Nur: ein existenzielles Mitteilungsbedürfnis strahlt diese Musik zu keinem Zeitpunkt aus. Ihre enttäuschend wenigen Kanten schien Daniel Barenboim überdies mit großzügiger Geste abzuschleifen, die Staatskapelle dankte es ihm mit fast süffiger Routine.
Ein ähnliches, wenn auch von anderen kompositionstechnischen Voraussetzungen ausgehendes Klangbild ergab sich in Detlev Glanerts neuer Oper. Deren Stoff, Hans Henny Jahnns Roman „Das Holzschiff“ (von Christoph Klimke dramaturgisch geschickt kondensiert) schreit geradezu nach einer Vertonung und Opern-Routinier Glanert hat keine Mühe, die Atmosphäre auf der rätselhaften Barke, auf der ein blinder Passagier seine Verlobte verliert, um einen Geliebten zu finden und ins Ungewisse, ins Freie aufzubrechen, mit illustrativer Üppigkeit zu einem veritablen Seestück auszumalen.

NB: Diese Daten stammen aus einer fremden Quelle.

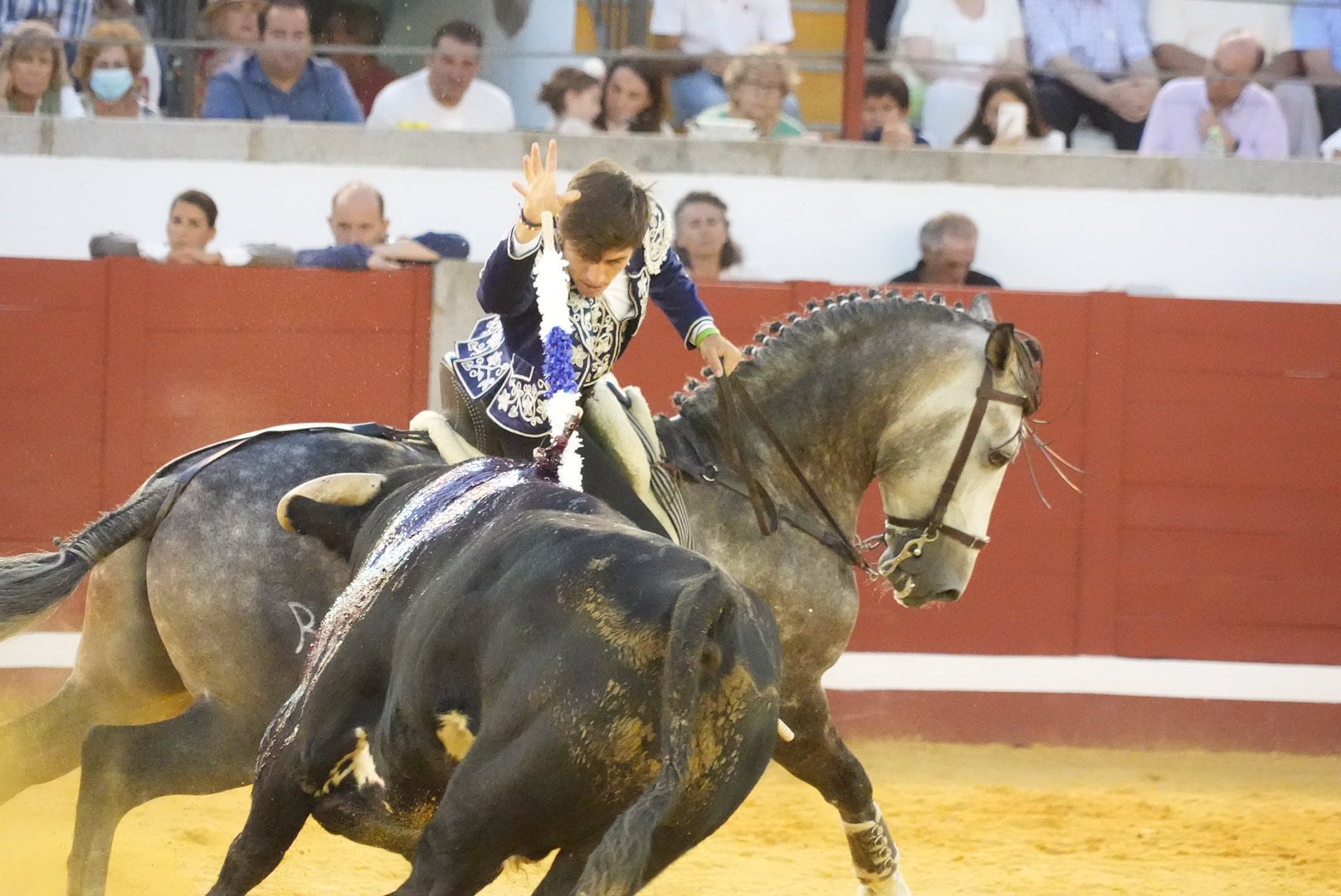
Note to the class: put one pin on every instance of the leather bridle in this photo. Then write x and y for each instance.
(934, 526)
(912, 542)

Da tosen, von den Nürnberger Philharmonikern unter Guido Johannes Rumstadt souverän bewältigt, die orchestralen Wogen, flatterzüngige Sturmwinde nehmen von allen Instrumentengruppen Besitz, Personenmotive durchziehen die Szenerie, alles klingt schaurig gut und ist doch, vor allem auch in der Führung der Gesangsstimmen und der Choreinwürfe, über weite Strecken von einer erschreckenden Vorhersehbarkeit. Mehr als einmal beschleicht einen das Gefühl, das alles in einer motivverwandten Oper schon einmal viel zwingender gehört zu haben: in Brittens „Billy Budd“.
Am überzeugendsten gelingt Glanert eine komplett zurückgenommene Szene: Die überragende Heidi Elisabeth Meier, deren Zwiegespräche mit dem Mezzo Anna Lapkovskajas (in der etwas zu kurz kommenden Hauptrolle des Gustav Anias Horn) schon zuvor die vokalen Höhepunkte markiert hatten, erzählt – nun in der Rolle Alfred Tuteins – die Geschichte des Untoten Kebad Kenya, einzig umspielt von den Klängen eines Akkordeons. Hier und im anschließenden Zwischenspiel ist auch Johann Kresniks Inszenierung auf Augenhöhe: Zwei Tänzer vollziehen stellvertretend für die Protagonisten eine immer tiefer ins Körperliche vordringende Blutsbrüderschaft. Ansons-ten geht, trotz einiger starker (Bühnen-) Bilder Bernhard Hammers, von den Tanzeinlagen musikalisch wie szenisch wenig Bedrohung aus. Den Tanker Opernbetrieb bringen solche Produktionen kaum in Bewegung.